Texto excelente, fui no Domingo, saí de Contagem MG com um casal de amigos para ver nossa banda favorita: THE CURE, foi incrível, intenso , místico e surpreendente. Parabéns Primavera Sound , na próxima chama o NEW ORDER e o DEPECHE MODE , kkkkk.
Excelente pedido para o próximo primavera!!!
Compartilho com tudo que você disse Weksley. Também sou de Contagem/MG bairro Eldorado e fui ao show do lendário, místico, e fantástico THE CURE. É o 4° show que vou desta banda ímpar. Estão ainda melhores do que 10 anos atrás.
Que venham New Order e Depeche Mode em 2024…
Foi simplesmente maravilhoso, fomos no domingo para o show do the cure e foi magico, o festival estava impecavel. Distribuindo agua, protetor solar pras pessoas. So um pedido tragam the cure de novo !!!!

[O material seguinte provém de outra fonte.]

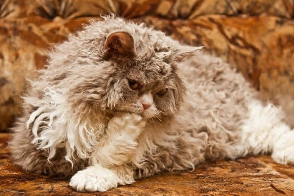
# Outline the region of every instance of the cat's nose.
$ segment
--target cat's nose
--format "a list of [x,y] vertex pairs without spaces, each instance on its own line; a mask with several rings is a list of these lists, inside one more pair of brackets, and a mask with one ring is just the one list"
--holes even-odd
[[142,104],[143,105],[143,108],[144,108],[144,109],[147,109],[150,107],[150,106],[151,105],[150,104],[148,104],[143,103]]

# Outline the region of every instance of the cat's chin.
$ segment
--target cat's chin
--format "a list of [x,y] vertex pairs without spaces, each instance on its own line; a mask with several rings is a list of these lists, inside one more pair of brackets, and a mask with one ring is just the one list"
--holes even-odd
[[143,111],[141,114],[139,115],[141,116],[143,118],[146,119],[151,118],[155,117],[156,116],[154,114],[146,110]]

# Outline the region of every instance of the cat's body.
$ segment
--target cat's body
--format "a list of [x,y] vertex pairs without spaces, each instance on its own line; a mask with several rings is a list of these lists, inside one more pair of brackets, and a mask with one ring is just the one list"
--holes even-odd
[[113,17],[71,36],[24,97],[16,163],[92,191],[248,154],[294,163],[283,112],[200,48]]

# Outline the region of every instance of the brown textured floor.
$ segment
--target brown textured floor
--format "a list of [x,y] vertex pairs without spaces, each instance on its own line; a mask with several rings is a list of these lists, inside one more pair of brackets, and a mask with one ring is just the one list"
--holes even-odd
[[[0,133],[0,195],[88,195],[64,179],[22,171],[9,158],[9,134]],[[93,193],[91,194],[93,195]],[[97,195],[294,195],[294,166],[274,163],[268,156],[219,160],[192,172],[166,173]]]

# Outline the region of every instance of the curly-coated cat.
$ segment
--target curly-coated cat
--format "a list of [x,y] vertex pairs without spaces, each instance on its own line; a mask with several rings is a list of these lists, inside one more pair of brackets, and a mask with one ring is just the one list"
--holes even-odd
[[15,163],[79,191],[248,154],[294,163],[283,112],[201,48],[112,16],[70,36],[23,97]]

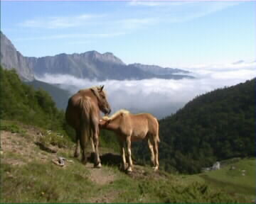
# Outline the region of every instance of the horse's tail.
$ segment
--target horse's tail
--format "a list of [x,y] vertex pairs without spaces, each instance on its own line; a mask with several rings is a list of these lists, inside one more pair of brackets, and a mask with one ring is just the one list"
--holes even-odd
[[88,142],[88,139],[90,138],[90,110],[91,110],[91,102],[90,98],[85,98],[82,97],[80,101],[80,142],[82,142],[83,145],[86,145]]
[[158,120],[156,118],[154,118],[156,123],[156,141],[157,142],[160,142],[160,138],[159,138],[159,124],[158,123]]

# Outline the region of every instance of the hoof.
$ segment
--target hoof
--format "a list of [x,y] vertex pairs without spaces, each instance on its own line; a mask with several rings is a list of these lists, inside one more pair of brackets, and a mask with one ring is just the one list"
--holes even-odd
[[99,162],[97,164],[94,165],[94,167],[97,168],[97,169],[100,169],[101,166],[102,166],[102,165],[101,165],[100,162]]
[[158,170],[158,166],[154,166],[153,170],[154,171],[156,171]]
[[74,153],[74,157],[75,158],[78,158],[79,157],[80,154],[78,152],[75,152]]
[[131,173],[131,172],[132,172],[132,167],[129,166],[128,169],[127,169],[127,173]]
[[85,165],[87,164],[87,159],[82,159],[81,162],[82,162],[82,164],[83,164]]

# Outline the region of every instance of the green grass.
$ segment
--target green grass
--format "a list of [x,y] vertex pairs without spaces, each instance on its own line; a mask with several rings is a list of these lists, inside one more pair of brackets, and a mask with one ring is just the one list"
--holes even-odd
[[88,171],[78,162],[66,169],[50,163],[32,162],[19,167],[2,164],[1,170],[5,172],[3,203],[87,202],[96,189]]
[[[256,159],[244,159],[227,163],[228,164],[220,170],[193,175],[191,178],[204,181],[210,186],[221,189],[246,202],[255,200],[256,198]],[[235,166],[235,169],[230,170],[232,166]],[[242,175],[242,170],[246,171],[245,176]]]
[[[5,121],[1,127],[1,130],[16,132],[21,137],[23,131],[31,134],[30,129],[14,122]],[[55,137],[61,140],[55,145],[70,142],[54,132],[48,134],[47,130],[43,130],[42,133],[45,140],[41,142],[46,144],[54,144],[53,141],[56,141]],[[21,145],[33,142],[25,139]],[[220,170],[195,175],[154,172],[149,166],[137,166],[129,176],[120,171],[117,165],[103,165],[101,169],[97,169],[102,173],[102,178],[105,175],[114,176],[114,178],[100,184],[92,180],[90,171],[94,171],[93,169],[91,170],[82,164],[80,159],[73,159],[74,149],[70,146],[73,145],[62,148],[54,156],[73,161],[68,162],[65,167],[53,164],[51,156],[54,154],[38,147],[30,150],[33,151],[35,155],[39,153],[45,155],[48,160],[42,162],[35,157],[34,160],[29,162],[18,152],[4,151],[1,155],[4,159],[0,169],[1,203],[250,203],[256,198],[255,159],[229,161],[224,162],[225,166]],[[110,152],[107,148],[101,148],[100,151],[102,154]],[[11,163],[8,162],[11,159],[22,164],[9,164]],[[230,170],[231,166],[235,166],[235,169]],[[245,176],[242,176],[240,170],[246,170]]]
[[17,122],[1,120],[0,130],[9,131],[11,133],[19,133],[21,136],[25,136],[26,130],[21,128]]

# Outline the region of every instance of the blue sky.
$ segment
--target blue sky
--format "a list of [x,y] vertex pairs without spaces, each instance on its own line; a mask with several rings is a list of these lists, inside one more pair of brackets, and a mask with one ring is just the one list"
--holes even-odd
[[1,29],[25,56],[97,50],[171,67],[252,62],[255,4],[1,1]]

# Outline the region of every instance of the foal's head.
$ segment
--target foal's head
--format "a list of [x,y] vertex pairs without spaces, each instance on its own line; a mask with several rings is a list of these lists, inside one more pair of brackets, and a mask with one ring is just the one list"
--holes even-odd
[[107,128],[110,124],[119,123],[119,121],[120,121],[119,120],[121,118],[123,117],[124,114],[127,114],[129,113],[129,112],[128,110],[122,109],[111,115],[111,117],[104,116],[100,120],[100,127]]
[[92,91],[96,96],[100,110],[105,115],[108,115],[111,112],[110,103],[107,100],[107,94],[103,91],[104,86],[91,88]]

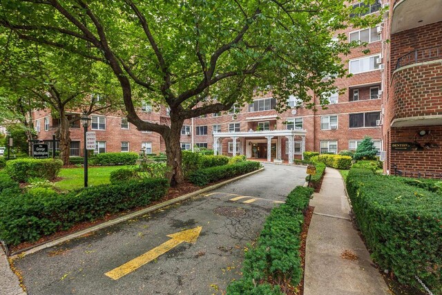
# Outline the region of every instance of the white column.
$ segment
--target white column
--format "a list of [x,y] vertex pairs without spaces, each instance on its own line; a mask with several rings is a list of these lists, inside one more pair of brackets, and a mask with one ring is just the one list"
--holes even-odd
[[289,164],[293,164],[293,135],[286,136],[289,140]]
[[273,136],[266,136],[267,139],[267,162],[271,162],[271,139]]

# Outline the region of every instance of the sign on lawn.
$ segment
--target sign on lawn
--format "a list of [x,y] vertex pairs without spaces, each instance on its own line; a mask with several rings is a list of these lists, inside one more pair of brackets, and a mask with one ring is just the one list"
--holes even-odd
[[86,149],[95,149],[95,142],[97,135],[95,132],[89,131],[86,133]]
[[314,175],[316,174],[316,167],[313,165],[309,165],[307,166],[307,173]]
[[32,155],[36,159],[49,158],[49,148],[47,144],[32,144]]

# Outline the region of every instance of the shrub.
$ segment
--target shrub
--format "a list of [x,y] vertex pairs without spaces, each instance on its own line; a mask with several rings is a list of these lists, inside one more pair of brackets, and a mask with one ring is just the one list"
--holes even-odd
[[53,194],[40,189],[0,198],[0,239],[10,245],[35,241],[77,222],[145,206],[166,194],[165,179],[120,182]]
[[319,155],[319,153],[316,151],[305,151],[302,153],[302,155],[304,155],[304,160],[305,161],[309,161],[311,160],[311,157]]
[[102,153],[95,160],[98,165],[134,165],[138,159],[137,153]]
[[245,174],[261,167],[258,162],[245,161],[224,166],[197,170],[189,176],[194,184],[202,187],[211,182]]
[[299,283],[302,274],[299,248],[303,211],[312,193],[311,189],[297,187],[285,204],[271,210],[256,247],[246,252],[242,278],[229,285],[228,294],[282,294],[279,286],[269,283],[284,282],[292,286]]
[[19,182],[25,182],[29,178],[35,177],[52,180],[57,177],[62,166],[61,160],[17,159],[8,161],[6,171],[12,180]]
[[420,288],[418,276],[441,294],[442,198],[407,181],[352,169],[347,189],[358,225],[381,269]]

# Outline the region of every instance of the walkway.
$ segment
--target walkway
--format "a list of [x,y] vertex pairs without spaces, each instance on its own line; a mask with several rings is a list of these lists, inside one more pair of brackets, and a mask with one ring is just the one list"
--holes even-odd
[[304,295],[389,294],[354,229],[344,183],[327,168],[307,239]]

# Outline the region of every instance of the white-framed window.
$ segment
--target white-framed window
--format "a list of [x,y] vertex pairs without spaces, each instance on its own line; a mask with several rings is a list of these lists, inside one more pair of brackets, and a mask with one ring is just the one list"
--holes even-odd
[[370,87],[370,99],[377,99],[381,98],[379,95],[379,86]]
[[[381,140],[372,140],[374,149],[377,151],[381,151]],[[362,142],[362,140],[352,140],[348,142],[348,150],[356,151],[358,149],[359,144]]]
[[196,135],[207,135],[207,126],[196,126]]
[[95,142],[95,153],[106,153],[106,142]]
[[106,117],[92,116],[92,130],[106,130]]
[[49,117],[44,117],[44,131],[49,131]]
[[249,112],[260,112],[262,111],[274,110],[276,106],[276,99],[273,97],[255,99],[253,103],[249,104]]
[[142,112],[151,113],[152,112],[152,105],[150,102],[143,100],[141,103],[141,111]]
[[361,43],[376,42],[376,41],[381,40],[381,34],[378,33],[378,27],[374,27],[354,32],[350,32],[349,41],[350,42],[357,41]]
[[191,135],[191,126],[190,125],[183,125],[181,127],[181,135]]
[[240,123],[229,124],[229,132],[240,132]]
[[338,142],[333,141],[321,141],[320,142],[320,153],[338,153]]
[[122,151],[129,151],[129,142],[122,142]]
[[381,112],[357,113],[349,114],[349,128],[367,128],[378,126]]
[[141,149],[144,151],[145,153],[152,153],[152,142],[142,142]]
[[127,121],[127,118],[122,118],[121,128],[122,129],[129,129],[129,122]]
[[[241,143],[240,142],[236,142],[236,154],[238,155],[240,153],[241,151]],[[233,153],[233,142],[227,142],[227,152],[229,153]]]
[[380,59],[381,55],[350,59],[348,70],[351,74],[358,74],[360,73],[379,70],[381,64]]
[[321,116],[320,117],[320,129],[330,130],[338,129],[338,116]]
[[259,128],[259,130],[270,130],[270,122],[258,122],[258,128]]
[[[57,145],[55,146],[57,147]],[[52,149],[51,149],[52,151]],[[80,142],[71,141],[69,146],[69,155],[73,157],[79,157],[80,155]]]
[[219,133],[221,132],[221,124],[216,124],[213,125],[213,133]]
[[181,143],[181,150],[182,151],[190,151],[191,149],[191,143],[190,142],[182,142]]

Só eu achei o Robert Smith um pouco baleado? Ele tá a um passo da decadência do Axel Rose. A voz mais rasa e grave. Tudo bem o conhecido misancene. Mas valeu a nostalgia e o som da banda está animal.
PS: nada a ver o comentário político da camisa do Robert Smith.
Muito boa postagem, Mac. Só um adendo: “Burn” não é uma música nova. Ela faz parte da boa trilha de “O Corvo”, de 1994. Abraços!